The goal of the EU’s REACH legislation is to increase information on chemicals and their effects on human health and the environment. The Finnish Forest Industries Federation considers this a worthy goal that should be supported. However, it is important that legislation is as clear and effective as possible so that environmental and health objectives can be achieved without weakening industry’s competitiveness. During the reading process the proposal has developed in the positive direction.
It is important for the forest industries that pulp and recycled paper be excluded from REACH. The forest industries in Finland use about 1.2 billion euros worth of materials classified as chemicals a year. About 75% of this consists of harmless natural materials – clay, talc and chalk. The forest industries’ goal is not to compromise on environmental protection, although the importance of cost effectiveness is emphasized.
The REACH proposal has significant cost effects for the forest industries. The proposed legislation will put pressure on the price of chemicals, weaken the availability of small-volume and special chemicals, and lengthen the period required to bring new products to market. The forest industries operate on global markets and cannot simply add extra costs to the prices of products.
One problem with the REACH proposal is that its definitions are not suitable for natural materials and cause interpretation difficulties. In Britain’s compromise paper the definition of natural materials does not cover pulp. It would be clearest if pulp were excluded from REACH’s scope. Another possibility would be to redefine natural materials.

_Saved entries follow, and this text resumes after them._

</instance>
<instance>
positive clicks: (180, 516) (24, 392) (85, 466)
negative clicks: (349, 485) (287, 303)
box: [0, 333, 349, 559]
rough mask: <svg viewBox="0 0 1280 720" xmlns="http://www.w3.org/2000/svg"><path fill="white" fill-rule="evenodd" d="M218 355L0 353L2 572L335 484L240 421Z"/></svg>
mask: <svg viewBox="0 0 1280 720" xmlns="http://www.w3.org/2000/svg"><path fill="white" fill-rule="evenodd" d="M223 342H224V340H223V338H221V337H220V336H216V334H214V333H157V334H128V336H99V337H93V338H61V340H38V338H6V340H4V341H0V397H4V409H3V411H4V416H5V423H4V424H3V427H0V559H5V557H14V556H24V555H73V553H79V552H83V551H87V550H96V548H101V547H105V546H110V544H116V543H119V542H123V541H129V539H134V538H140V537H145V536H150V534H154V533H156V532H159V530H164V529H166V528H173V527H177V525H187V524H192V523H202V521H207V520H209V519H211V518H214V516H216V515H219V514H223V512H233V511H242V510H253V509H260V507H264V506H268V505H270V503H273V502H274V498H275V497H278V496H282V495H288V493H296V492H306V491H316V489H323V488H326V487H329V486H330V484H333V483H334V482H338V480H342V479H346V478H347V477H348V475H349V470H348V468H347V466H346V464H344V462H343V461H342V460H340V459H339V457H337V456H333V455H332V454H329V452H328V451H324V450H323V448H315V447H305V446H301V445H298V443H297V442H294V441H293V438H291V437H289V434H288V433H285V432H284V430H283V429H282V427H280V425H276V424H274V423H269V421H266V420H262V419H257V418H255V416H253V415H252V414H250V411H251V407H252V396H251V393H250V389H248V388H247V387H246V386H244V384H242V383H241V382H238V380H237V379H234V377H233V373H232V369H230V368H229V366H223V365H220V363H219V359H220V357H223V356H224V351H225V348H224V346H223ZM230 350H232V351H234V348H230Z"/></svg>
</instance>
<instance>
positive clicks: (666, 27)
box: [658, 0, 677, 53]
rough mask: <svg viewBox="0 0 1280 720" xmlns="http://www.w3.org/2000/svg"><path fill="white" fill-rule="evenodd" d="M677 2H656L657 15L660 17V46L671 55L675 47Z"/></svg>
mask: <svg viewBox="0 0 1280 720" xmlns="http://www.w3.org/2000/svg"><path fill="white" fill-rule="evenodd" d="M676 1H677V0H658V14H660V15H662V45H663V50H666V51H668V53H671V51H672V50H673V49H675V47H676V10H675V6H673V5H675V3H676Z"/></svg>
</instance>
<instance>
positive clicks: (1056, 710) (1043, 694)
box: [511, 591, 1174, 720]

Secondly, recycled paper is an important raw material for the forest industries, and continuing its use must be protected in the REACH legislation. It appears that waste will be excluded from the application area, but the provisions for materials contained in products would apply to products containing recycled paper. With regard to recycled paper the flow of information in the supply chain, which is a key principle in REACH, breaks when it reaches the consumer. In this respect the proposal’s provisions are open to interpretation and difficult to put into practice.
Thirdly it is important to set a limit of 0.1% for the obligation to indicate materials contained in products, as Britain’s compromise paper proposes. The obligation to indicate materials should also be limited to materials that are subject to permit procedures.